The focus control of mine was very stiff (a common problem with this model of lens), so I had it relubed several years ago, but the technician who did the job may have failed to set the rangefinder cam properly. The rangefinder images of a distant object could not be made to merge.

 

The silver-coloured cover at the rear of the focussing mount unscrews, revealing a telescoping cylinder that has the rangefinding helical at its rear end. This cylinder turns as the lens is focussed.

 

The rear cover has two threaded sections. The outer and finer-pitched thread engages with a threaded section at the rear end of the focussing mount, while the central hole has a coarser-pitched thread that mates with that on the rangefinding helical.
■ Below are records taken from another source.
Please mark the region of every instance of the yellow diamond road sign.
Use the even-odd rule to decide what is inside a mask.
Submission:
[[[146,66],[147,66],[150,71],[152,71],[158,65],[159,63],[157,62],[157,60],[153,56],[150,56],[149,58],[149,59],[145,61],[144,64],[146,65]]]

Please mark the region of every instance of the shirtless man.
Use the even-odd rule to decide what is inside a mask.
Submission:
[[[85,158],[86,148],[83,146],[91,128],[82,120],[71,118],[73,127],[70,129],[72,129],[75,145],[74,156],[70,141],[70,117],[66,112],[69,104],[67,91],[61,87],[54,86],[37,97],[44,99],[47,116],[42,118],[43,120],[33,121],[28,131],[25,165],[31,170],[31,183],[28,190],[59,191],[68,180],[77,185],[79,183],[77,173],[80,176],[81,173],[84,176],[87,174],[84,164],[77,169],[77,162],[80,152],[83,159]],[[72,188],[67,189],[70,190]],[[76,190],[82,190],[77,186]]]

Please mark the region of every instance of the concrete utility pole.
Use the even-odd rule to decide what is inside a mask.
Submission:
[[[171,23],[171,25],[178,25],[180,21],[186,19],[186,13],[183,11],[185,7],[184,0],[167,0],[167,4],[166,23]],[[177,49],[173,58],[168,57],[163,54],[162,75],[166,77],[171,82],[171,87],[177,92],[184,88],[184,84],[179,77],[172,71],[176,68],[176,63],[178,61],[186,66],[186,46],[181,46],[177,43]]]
As the lens is focussed, the turning movement of the rangefinding helical alters the position of its rear edge, which actuates the rangefinder mechanism in the camera.

 

Since the rangefinder helical and the threaded section of the rear cover into which it fits both have a simple thread with only one entry point, the reassembly task should have been a fairly simple.  Getting the coupling correct seems to be a matter of making sure that as you refit the rear cover, its inner thread must touch then engage the rangefinding helix at just the right point to give the required rearward protrusion when the cover is screwed fully home and the lens to set to infinity.

 

Screwing down the rear cover when the lens is set to infinity results in the cam protruding too far, so the obvious procedure was to set the lens' focus control to a position away from infinity, in order to move the rangefinding helix away from the rear of the lens, delaying the point at which it will engage the screw thread of the rear cover as the latter is screwed into place.

 

As I anticipated, a process of trial and error has produced positions in which the cam either protrudes too far or two little, and one that at first sight seems right. But the latter still produces the same sort of small rangefinder error that the lens had after the relube job. I find it hard to believe that the lens was manufactured with a rangefinder error. Perhaps there is some factor that both I and the experienced technician who did the relube failed to understand as we reassembled the lens.

 

Someone on another forum who'd relubed his example a decade ago reported at the time that "Once I got the rf mechanism installed almost correctly (choosing the right thread entry) I managed to get both rf and optics correct and adjusted to each other by rotating the finer pitch thread and the coarser rf thread together. That way I managed to get them both right." But looking at the hardware, I can't work out what he meant.